Endangered pupfish make small strides with lots of help
May 6, 2014 - 4:45 pm
One of the world’s most endangered species took a small step away from oblivion over the past year, as the wild population of Devil’s Hole pupfish nearly tripled and researchers made strides on a captive-breeding program.
But with fewer than 100 of the tiny fish left in the only known habitat on Earth — a single water-filled cavern in Nye County, about 90 miles west of Las Vegas — no one is popping champagne just yet.
Extinction remains a very real possibility for the pupfish, which has been under federal protection since 1967.
The official spring count, conducted last month, showed 92 fish. In September there were 65, and in April 2013 there were 35, the lowest total since regular counting began more than 40 years ago.
Experts can’t explain the sudden population spike with any certainty, but man-made improvements to the pupfish diet and habitat could have something to do with it.
The fussed-over fish now receive supplementary feedings five days a week, and they have some new places to hide thanks to the addition of artificial “plants” made from sterilized shag carpet and clumps of yarn. The additions provide cover for young fish and eggs that might otherwise fall prey to the adults.

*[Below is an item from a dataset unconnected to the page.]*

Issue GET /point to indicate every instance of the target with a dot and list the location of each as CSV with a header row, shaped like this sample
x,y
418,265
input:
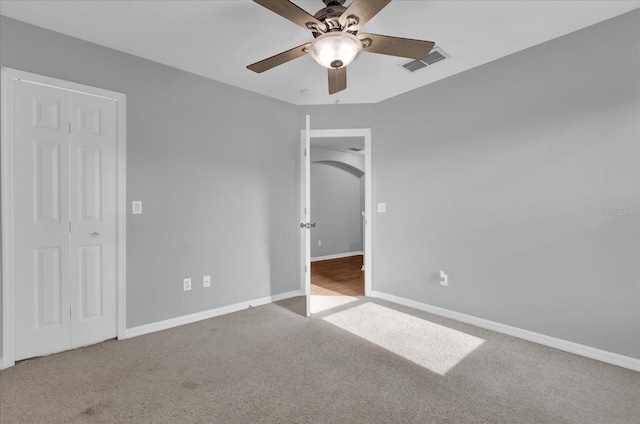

Meanwhile, less than a mile away from Devil’s Hole, researchers at the new $4.5 million Ash Meadows Fish Conservation Facility are trying to establish a viable, captive-bred population for the first time.
Using just a few dozen eggs painstakingly collected from Devil’s Hole, aquaculturalist Olin Feuerbacher and his team have successfully hatched and raised 29 pupfish to adulthood. By as early as next week, they hope to begin hatching a second generation of captive-raised fish from their original crop of eight females and 12 males, now six months old.
“We’re actually seeing quite a bit of spawning activity,” Feuerbacher said.
Since people started paying attention to the fish, there have never been very many of them. The population peaked at 544 in the fall of 1990 but began to decline in 1996 for reasons researchers still can’t explain.
Today the species is studied and monitored relentlessly by a team of protectors that includes the National Park Service, U.S. Fish & Wildlife Service and Nevada Department of Wildlife. Devil’s Hole is guarded by chain-linked fence, barbed wire and a sophisticated security system that provides 24-hour video surveillance. The cameras and alarms are linked to the outside world by a microwave dish on a tower above the spring-fed cavern, which is widely considered the world’s smallest habitat for a vertebrate species.
Water in the hole is thermally heated to about 93 degrees and carries barely enough dissolved oxygen to support life. At the surface, the pool is about 8 feet wide and 60 feet long, but the cavern angles down into the groundwater table to an undetermined depth. Divers have been as deep as 435 feet without finding the bottom.
Pupfish are known to go as far down as 100 feet, but they spend most of their time on the shelf near the surface, which brings another strange phenomenon into play: Distant earthquakes, some as much as 1,700 miles away, occasionally cause water in the pool to slosh back and forth, dislodging algae and disrupting the pupfish’s natural food supply.
One such “desert tsunami” was caught on camera in 2012. It happened again in March, when an earthquake struck off the California coast, and then in mid-April, when a powerful quake rocked southern Mexico.
Luckily, Feuerbacher said, the quakes came at a time of year when the pool receives enough direct sunlight to fuel new algae growth.
Starting later this month, the team at the research facility plans to move the first pupfish into an exact replica of Devil’s Hole, which was built inside a semi-open structure designed to provide the same seasonal variations in sunlight and weather. The goal is to establish a self-sustaining, back-up population in the 100,000-gallon tank filled with water pumped from the same aquifer that fills Devil’s Hole.
At the moment, though, Feuerbacher’s biggest challenge is keeping his eggs and newly hatched fish larvae from being cannibalized, a common behavior both in aquariums and the wild.
“Generally speaking, most fish have pretty terrible parenting skills” and Devil’s Hole pupfish are no different, he said. “I don’t think they know they’re endangered.”